MVNet — inter-laboratory variation minimization for SERS

Surface-enhanced Raman spectroscopy (SERS) offers exquisite sensitivity but notoriously poor cross-lab reproducibility. MVNet is a self-supervised model trained to generate minimum-variance SERS spectra of the same analyte across laboratories while preserving analyte-specific spectral features (Analyst 2023).

MVNet pipeline

SERSNet and ML-based SERS detection

Deep-neural-network architectures for biomolecule detection (Biosensors 2021) and heavy-metal-ion detection (Sensors 2022) from SERS spectra.

Phonocardiogram (PCG) analysis

Temporal-convolutional feature extraction with asynchronous channel-information fusion for heart-abnormality detection in multi-channel phonocardiograms (Shin et al., Comput. Methods Programs Biomed. 2025). Continuing work on foundation-model-based evaluation for PCG is ongoing.

Sparse-subsample gene-expression reconstruction

A U-Net-like CNN reconstructs full gene-expression vectors from 10 % subsamples, exploiting the modular and sparse structure of transcriptional programs (PCC ≈ 0.86 versus state-of-the-art reconstruction methods).

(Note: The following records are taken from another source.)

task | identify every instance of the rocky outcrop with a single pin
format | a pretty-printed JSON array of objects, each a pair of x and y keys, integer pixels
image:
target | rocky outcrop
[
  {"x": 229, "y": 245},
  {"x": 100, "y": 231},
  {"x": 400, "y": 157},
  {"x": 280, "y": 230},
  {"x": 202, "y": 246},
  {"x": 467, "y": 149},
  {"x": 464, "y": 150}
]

Sparse-subsample reconstruction

Earlier work: microfluidics and synthetic biology

Experimental systems for studying bacterial communication and predation at single-cell resolution — microfluidic concentrator arrays (Lab on a Chip 2011, 2012) and inkjet-printed multicellular systems (Biomaterials 2011; International Journal of Molecular Sciences 2011). These are the experimental roots of my current computational interest in cell-to-cell communication.